Anyways I still find this to be a load of crap, even though the man had some conservative positions doesn't make him outright a conservative, at best a moderate. There are Democrats who are way more conservative than him that go under their purity radar, like Hilary who obviously hates niggers, fags, and troons.
Yeah, I took a class about how bad white people are before he was sworn in. Shit was already rotting.
 
This is only happening because he recently told woke assholes to quit jockeying for virtue points. Us sane people understood for years that he was a blue dog Democrat, but they never cared until he offended their egos. They didn't care when he expanded the patriot act and eroded our civil rights, they didn't care when he kept war and American imperialism going forever, but now he's to be PNG'd because he told some college kids to grow up.
 
14 years later: AOC is far-right
Lol, only 14 years?

She already supports Uncle Boiney whose supporters are automatically part of the alt right, all she needs to do now is say too many favourable things about Tulsi Gabbard or walk out of step with the impeachment bullshit and the wheels of "YOU HAVE BEEN DECLARED GUILTY OF NAZI WITCHCRAFT!" will start a-turning

Seriously, if she pisses off the establishment again, either for her own dumbassery or for vaguely opposing their dumbassery, she is going to be thrown down the far right russian agent well within a couple years tops.
 
You could argue that his statement was damage control to appease his black voters about an authority figure shooting a black kid. Zimmerman wasn't even a cop, he was a neighborhood watch in a dangerous neighborhood. Nobody could even agree if he was white or Hispanic.

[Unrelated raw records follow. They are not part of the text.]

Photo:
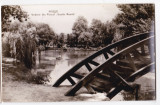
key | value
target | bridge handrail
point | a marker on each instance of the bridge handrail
(89, 76)
(104, 50)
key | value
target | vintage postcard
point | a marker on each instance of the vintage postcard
(67, 53)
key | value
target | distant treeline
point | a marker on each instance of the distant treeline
(21, 37)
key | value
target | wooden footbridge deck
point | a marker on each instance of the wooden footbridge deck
(126, 60)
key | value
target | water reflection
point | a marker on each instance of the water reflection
(57, 62)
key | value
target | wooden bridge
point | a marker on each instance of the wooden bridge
(126, 60)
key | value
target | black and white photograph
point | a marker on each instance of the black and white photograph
(78, 52)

Also Zimmerman had helped organize activists against excessive force issues involving the local PD. Including 2 of the lead investigators of his case
 
I thought he was more like a neoliberal centrist
I read this less as them casting him out, and more as pushing the Overton Window further left. If they can claim Obama was a "conservative", that justifies calling a lot of the people who are actually conservative "far-right" as they are wont to do nowadays.



I'd still hesitate to call him "conservative" at all. Further right-leaning than prevailing Dem thought back then, sure. Unless by "conservative" you mean of the neo variety.
I don't think its correct to call him conservative, but I do think he'd fit into the Republican Party as a "Token centrist" were the timeline just a little bit different. People liked that brain surgeon so why not?